Materials and Methods Participants with BD (N = 552) were recruited through the Depression and Bipolar Support Alliance, the International Bipolar Foundation, and WeSearchTogether.org to complete a survey of closed- and open-ended questions. In this study, we focus on descriptive results and qualitative analyses.
Results Individuals reported primarily self-monitoring items related to their bipolar disorder (mood, sleep, finances, exercise, and social interactions), with an increasing trend towards the use of digital tracking methods observed. Most participants reported having positive experiences with technology-based tracking because it enables self-reflection and agency regarding health management and also enhances lines of communication with treatment teams. Reported challenges stem from poor usability or difficulty interpreting self-tracked data.

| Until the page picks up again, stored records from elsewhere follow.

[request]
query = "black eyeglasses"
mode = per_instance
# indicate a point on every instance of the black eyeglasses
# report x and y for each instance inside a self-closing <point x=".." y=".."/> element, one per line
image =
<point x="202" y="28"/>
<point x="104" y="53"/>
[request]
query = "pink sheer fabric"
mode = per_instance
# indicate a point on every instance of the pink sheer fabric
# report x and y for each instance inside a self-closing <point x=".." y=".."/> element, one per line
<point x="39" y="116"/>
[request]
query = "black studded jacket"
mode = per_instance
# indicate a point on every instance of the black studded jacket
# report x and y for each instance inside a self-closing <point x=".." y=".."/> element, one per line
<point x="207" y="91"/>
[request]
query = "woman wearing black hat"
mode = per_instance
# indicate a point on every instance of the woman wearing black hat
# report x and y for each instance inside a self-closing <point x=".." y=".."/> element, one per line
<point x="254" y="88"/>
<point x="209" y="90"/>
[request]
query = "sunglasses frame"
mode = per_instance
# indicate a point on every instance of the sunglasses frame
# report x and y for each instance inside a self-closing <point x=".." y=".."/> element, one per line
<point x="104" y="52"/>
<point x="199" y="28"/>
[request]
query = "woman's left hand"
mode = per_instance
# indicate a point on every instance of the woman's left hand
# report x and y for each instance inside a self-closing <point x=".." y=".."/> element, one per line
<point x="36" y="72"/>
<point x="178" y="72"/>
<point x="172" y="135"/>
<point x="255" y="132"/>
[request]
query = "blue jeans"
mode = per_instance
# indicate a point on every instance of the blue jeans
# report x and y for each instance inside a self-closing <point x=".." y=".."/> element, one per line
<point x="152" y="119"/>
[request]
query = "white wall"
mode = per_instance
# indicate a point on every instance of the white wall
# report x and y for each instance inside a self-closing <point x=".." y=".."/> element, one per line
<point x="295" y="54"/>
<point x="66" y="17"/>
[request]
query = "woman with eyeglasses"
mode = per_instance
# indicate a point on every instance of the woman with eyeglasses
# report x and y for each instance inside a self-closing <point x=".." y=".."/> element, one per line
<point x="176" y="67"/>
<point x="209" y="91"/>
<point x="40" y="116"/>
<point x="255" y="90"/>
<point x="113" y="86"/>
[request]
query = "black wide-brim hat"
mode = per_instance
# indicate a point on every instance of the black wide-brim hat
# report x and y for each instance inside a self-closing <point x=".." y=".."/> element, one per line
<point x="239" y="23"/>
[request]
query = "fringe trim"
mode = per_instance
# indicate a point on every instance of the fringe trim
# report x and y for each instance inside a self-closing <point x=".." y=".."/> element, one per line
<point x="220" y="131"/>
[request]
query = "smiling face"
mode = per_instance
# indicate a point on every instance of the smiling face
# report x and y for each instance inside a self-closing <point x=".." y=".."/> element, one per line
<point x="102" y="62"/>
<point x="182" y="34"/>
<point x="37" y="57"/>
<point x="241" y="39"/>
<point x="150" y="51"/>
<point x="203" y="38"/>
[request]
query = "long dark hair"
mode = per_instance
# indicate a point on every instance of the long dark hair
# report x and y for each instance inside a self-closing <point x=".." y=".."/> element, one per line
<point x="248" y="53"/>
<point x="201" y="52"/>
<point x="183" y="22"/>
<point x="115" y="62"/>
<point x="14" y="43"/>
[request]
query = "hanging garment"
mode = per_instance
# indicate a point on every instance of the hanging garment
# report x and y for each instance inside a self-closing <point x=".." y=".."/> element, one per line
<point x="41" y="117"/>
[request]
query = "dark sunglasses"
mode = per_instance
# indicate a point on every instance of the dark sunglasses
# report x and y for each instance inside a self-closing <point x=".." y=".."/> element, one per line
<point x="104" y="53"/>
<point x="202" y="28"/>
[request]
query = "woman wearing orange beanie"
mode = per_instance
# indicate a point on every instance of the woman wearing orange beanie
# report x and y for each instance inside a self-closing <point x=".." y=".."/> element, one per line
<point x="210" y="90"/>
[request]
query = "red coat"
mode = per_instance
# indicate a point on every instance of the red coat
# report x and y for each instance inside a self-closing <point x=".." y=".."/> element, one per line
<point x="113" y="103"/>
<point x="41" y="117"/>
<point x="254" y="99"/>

Discussion Two major implications for technology-based self-monitoring emerged from our results. First, technologies can be designed to be more condition-oriented, intuitive, and proactive. Second, more automated forms of digital symptom tracking and intervention are desired, and our results suggest the feasibility of detecting and predicting emotional states from patterns of technology usage. However, we also uncovered tension points, namely that technology designed to support mental health can also be a disruptor.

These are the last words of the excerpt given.